India’s Silicon Valley has topped a ranking (pdf) based on a survey by the Economist Intelligence Unit and telecom firm Telstra that questioned executives on six categories-people and skills, financial environment, innovation and entrepreneurship, new technology development, information and communications technology (ICT) infrastructure, and overall environment for digital transformation.
“Across geographies and industries, businesses are embarking on, or preparing for, a mission to put digital technology at the heart of everything they do, an exercise that has come to be known as digital transformation”, the report explained.
The survey was conducted between June and July this year and included 2,620 executives in 45 cities across the world.
Three of the top five cities in the ranking are Indian:
1. Bengaluru |
2. San Francisco |
3. Mumbai |
4. New Delhi |
5. Beijing |
“India’s cities may suffer more than most from infrastructure deficits, pollution, poverty and other ills, but when it comes to the environment for digital transformation, their executives are remarkably optimistic”, the report said.
Bengaluru is home to the Indian headquarters of multinational companies such as Microsoft, IBM, and Intel.
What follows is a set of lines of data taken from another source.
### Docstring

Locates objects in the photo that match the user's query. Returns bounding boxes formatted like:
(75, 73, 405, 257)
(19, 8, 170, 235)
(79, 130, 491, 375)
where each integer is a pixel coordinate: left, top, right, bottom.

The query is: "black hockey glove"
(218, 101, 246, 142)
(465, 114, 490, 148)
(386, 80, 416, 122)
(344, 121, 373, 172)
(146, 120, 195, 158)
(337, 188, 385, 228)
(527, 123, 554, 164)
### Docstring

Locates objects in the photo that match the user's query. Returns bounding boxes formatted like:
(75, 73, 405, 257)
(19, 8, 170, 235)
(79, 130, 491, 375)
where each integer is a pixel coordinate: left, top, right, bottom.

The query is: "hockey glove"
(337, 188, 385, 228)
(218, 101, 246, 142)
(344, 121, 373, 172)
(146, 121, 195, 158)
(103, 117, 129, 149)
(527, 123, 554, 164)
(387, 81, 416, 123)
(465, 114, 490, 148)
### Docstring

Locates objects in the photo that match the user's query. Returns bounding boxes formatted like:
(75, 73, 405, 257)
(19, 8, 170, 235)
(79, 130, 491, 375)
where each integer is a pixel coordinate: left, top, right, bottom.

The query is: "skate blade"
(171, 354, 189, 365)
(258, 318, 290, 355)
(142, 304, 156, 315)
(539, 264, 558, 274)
Around 30% of the country’s technology startups-including unicorns like e-commerce website Flipkart and mobile advertising firm InMobi-and some of India’s leading IT giants such Infosys and Wipro are also based in the southern Indian city.
This concentration of business has attracted some of the best minds across a number of industries, but the rapid expansion of Bengaluru has stretched the physical infrastructure of this city of 10 million people to the limit. As a result, the quality of life in this metropolis, once known as a haven for the retired and for its gardens, has steadily plummeted in recent years. Yet, the availability of world-class talent may be among the reasons why the respondents surveyed felt confident that Bengaluru would be able to pull off a digital transformation.
Bengaluru-and similarly New Delhi and Mumbai-has several elite higher education institutions that consistently churn out large numbers of quality technology graduates, and have established platforms for interaction and knowledge-sharing. Bengaluru is the “closest thing to Silicon Valley” in Asia, Alpesh Shah, a senior partner at Boston Consulting Group, said in the report.
And who should take the credit for this?
Not the government, respondents from Bengaluru insisted, arguing that it hasn’t done much to create the city’s strong digital environment. “Nothing is being done proactively by governments to help digital transformation”, Shah said in the report. “The best things governments do there is to stay out of the way.”